One-Compartment PK Parameter Calculator

Estimate Cmax, Cmin, AUC, t½, and Vd from two drug levels

Enter two timed drug concentrations plus dose and interval to derive one-compartment pharmacokinetic parameters — elimination rate, half-life, volume of distribution, clearance, extrapolated peak and trough, and AUC. For clinical pharmacokinetics. It runs free in your browser on Gera Tools, with nothing uploaded.

Last updated Source: Gera Tools

Which model does this calculator use?

It uses a one-compartment, first-order elimination model. This treats the body as a single well-mixed compartment from which drug is cleared at a rate proportional to its concentration — the standard model for vancomycin, aminoglycosides, and many therapeutic-drug-monitoring tasks.

When two drug levels are drawn during the elimination phase, a one-compartment model can recover the key pharmacokinetic parameters needed to individualise dosing. This calculator performs that derivation for both IV bolus and short-infusion regimens.

When to use this calculator

The one-compartment approach is the workhorse for therapeutic drug monitoring (TDM) of drugs that mix rapidly in the body, most notably vancomycin and aminoglycosides. You might reach for this when:

  • A pharmacist or clinical pharmacokineticist is adjusting a vancomycin dose using a peak-and-trough pair drawn at steady state.
  • A student wants to derive PK parameters from data in a clinical textbook case.
  • You are computing expected levels at alternative dosing intervals before the next dose.

The method assumes the drug obeys first-order elimination (a constant fraction removed per unit time) and that the body behaves as one well-mixed compartment — assumptions that hold reasonably well for many antibiotics in stable patients.

How it works

The elimination rate constant comes directly from the two levels, and every other parameter follows from it:

kₑ   = ln(C1 / C2) / (t2 − t1)
t½   = 0.693 / kₑ
Cmax = C1 × e^(kₑ × (t1 − t_inf))      (extrapolated to end of infusion)
Cmin = Cmax × e^(−kₑ × (τ − t_inf))    (extrapolated trough)
Vd   = Sawchuk-Zaske (infusion) or Dose / C0 (bolus)
CL   = kₑ × Vd
AUC  = Dose / CL                       (over the interval at steady state)

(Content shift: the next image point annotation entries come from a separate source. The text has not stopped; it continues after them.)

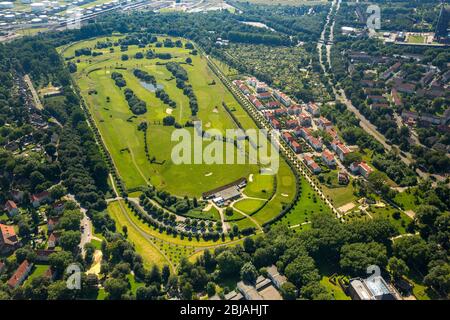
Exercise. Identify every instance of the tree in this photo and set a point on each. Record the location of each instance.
(413, 250)
(211, 289)
(249, 273)
(58, 291)
(249, 245)
(115, 287)
(168, 121)
(57, 191)
(187, 291)
(315, 291)
(288, 291)
(60, 260)
(165, 273)
(425, 219)
(439, 278)
(229, 211)
(228, 263)
(70, 220)
(147, 293)
(397, 268)
(356, 257)
(301, 271)
(69, 240)
(352, 157)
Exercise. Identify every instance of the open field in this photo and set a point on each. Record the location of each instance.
(308, 205)
(287, 2)
(116, 121)
(119, 127)
(248, 206)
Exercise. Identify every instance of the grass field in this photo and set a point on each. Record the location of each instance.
(248, 206)
(125, 142)
(287, 2)
(38, 270)
(308, 205)
(113, 119)
(144, 247)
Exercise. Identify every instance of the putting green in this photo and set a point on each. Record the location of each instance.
(126, 144)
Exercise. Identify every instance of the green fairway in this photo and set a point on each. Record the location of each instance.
(119, 129)
(307, 205)
(248, 206)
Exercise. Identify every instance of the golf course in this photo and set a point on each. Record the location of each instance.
(143, 157)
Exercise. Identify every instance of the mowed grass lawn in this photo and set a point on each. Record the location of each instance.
(248, 206)
(119, 128)
(144, 247)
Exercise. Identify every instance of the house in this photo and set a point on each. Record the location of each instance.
(280, 112)
(365, 170)
(396, 98)
(291, 124)
(51, 224)
(389, 72)
(406, 88)
(305, 120)
(332, 133)
(283, 98)
(295, 110)
(52, 241)
(273, 105)
(377, 99)
(20, 274)
(343, 178)
(17, 195)
(263, 289)
(8, 239)
(275, 123)
(296, 146)
(323, 123)
(335, 143)
(261, 87)
(316, 143)
(287, 137)
(342, 151)
(11, 208)
(50, 273)
(39, 198)
(313, 109)
(374, 288)
(264, 95)
(361, 168)
(277, 279)
(328, 158)
(311, 164)
(43, 255)
(59, 206)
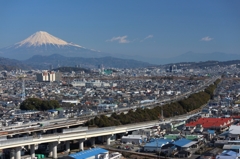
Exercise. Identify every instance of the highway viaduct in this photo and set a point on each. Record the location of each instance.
(16, 144)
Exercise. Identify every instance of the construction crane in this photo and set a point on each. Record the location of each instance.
(21, 77)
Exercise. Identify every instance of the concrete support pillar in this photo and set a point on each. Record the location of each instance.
(93, 141)
(54, 149)
(54, 130)
(50, 149)
(18, 152)
(32, 151)
(12, 154)
(108, 140)
(67, 146)
(81, 145)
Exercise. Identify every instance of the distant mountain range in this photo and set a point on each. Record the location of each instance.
(198, 57)
(42, 49)
(45, 44)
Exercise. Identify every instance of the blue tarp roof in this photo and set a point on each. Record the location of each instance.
(182, 142)
(52, 110)
(88, 153)
(157, 142)
(211, 131)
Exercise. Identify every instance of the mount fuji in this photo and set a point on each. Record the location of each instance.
(45, 44)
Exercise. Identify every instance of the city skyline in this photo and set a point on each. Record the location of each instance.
(160, 29)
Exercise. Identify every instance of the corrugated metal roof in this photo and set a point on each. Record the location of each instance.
(157, 142)
(88, 153)
(182, 142)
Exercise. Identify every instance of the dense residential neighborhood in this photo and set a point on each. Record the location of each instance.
(193, 113)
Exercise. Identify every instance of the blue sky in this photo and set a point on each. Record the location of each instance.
(156, 28)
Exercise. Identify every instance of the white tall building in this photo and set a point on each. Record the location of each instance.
(48, 76)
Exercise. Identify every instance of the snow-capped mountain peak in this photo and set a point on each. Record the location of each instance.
(43, 38)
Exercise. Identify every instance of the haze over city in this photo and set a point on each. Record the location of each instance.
(148, 29)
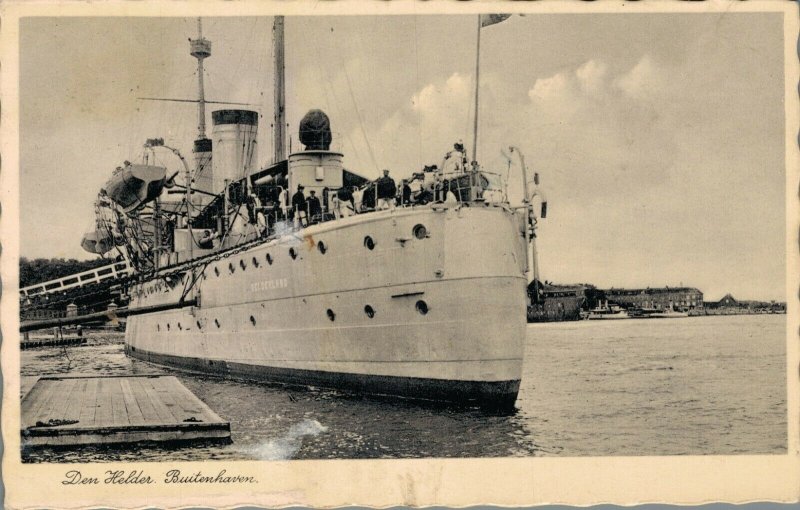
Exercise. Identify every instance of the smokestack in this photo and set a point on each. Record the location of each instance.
(234, 145)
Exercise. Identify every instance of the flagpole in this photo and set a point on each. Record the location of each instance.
(477, 88)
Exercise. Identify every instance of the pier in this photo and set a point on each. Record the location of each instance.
(71, 411)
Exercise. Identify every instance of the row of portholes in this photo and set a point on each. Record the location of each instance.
(419, 231)
(420, 306)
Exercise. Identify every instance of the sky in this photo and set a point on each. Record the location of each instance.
(659, 138)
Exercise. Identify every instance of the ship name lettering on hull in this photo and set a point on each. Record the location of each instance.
(279, 283)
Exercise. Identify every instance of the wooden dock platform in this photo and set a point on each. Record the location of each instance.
(70, 411)
(32, 343)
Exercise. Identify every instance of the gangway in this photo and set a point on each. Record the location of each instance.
(100, 274)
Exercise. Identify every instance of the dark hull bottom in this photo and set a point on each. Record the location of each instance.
(493, 396)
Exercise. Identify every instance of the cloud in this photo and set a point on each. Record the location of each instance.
(556, 87)
(591, 76)
(644, 80)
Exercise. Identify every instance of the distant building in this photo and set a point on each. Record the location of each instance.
(731, 305)
(676, 298)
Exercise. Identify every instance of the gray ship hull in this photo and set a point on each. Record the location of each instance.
(438, 316)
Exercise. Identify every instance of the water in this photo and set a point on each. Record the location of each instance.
(699, 386)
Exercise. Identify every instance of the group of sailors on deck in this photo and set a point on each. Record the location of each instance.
(309, 207)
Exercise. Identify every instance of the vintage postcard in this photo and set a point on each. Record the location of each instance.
(326, 254)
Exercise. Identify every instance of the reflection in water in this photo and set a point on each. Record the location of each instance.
(711, 385)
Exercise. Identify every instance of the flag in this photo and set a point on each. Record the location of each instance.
(492, 19)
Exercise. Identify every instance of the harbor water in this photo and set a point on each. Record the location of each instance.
(683, 386)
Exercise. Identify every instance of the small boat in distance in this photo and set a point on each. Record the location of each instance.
(606, 311)
(656, 313)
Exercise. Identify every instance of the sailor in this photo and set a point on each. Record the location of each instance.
(343, 197)
(206, 241)
(299, 204)
(405, 193)
(282, 202)
(314, 208)
(450, 197)
(458, 156)
(386, 191)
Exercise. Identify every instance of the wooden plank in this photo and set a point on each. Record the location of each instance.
(89, 403)
(193, 406)
(103, 415)
(164, 415)
(120, 416)
(63, 392)
(52, 401)
(135, 416)
(167, 392)
(118, 410)
(75, 403)
(149, 414)
(32, 402)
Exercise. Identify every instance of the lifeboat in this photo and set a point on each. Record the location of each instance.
(97, 242)
(135, 185)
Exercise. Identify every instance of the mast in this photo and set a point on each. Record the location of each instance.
(279, 124)
(477, 88)
(200, 49)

The Sawchuk-Zaske form for Vd accounts for the fact that elimination continues during the infusion itself, which a simple bolus formula would ignore.

Worked example

Consider a vancomycin infusion scenario (illustrative figures):

  • Dose: 1,500 mg infused over 1 hour, every 12 hours
  • Peak drawn 1 hour after infusion end: 30 mg/L (at time t1 = 2 h post-start)
  • Trough drawn 1 hour before next dose: 8 mg/L (at time t2 = 11 h post-start)

From these two levels:

  • kₑ = ln(30/8) / (11 − 2) = 1.322 / 9 ≈ 0.147 /h
  • t½ = 0.693 / 0.147 ≈ 4.7 hours
  • The extrapolated true peak and volume follow from the Sawchuk-Zaske equations.

These are clearly illustrative — real dosing decisions require verified assay timing and clinical judgement.

Common pitfalls

  • Distribution phase sampling: drawing the “peak” too early (within 1–2 h of a bolus) captures the distribution phase, not elimination. The kₑ will be overestimated.
  • Non-steady-state levels: if the patient has not reached steady state (typically 4–5 half-lives), the predicted Cmax and Cmin will not match the next dose’s observed levels.
  • Changing renal function: kₑ is only valid at the time of sampling; acute kidney injury between doses invalidates the extrapolation.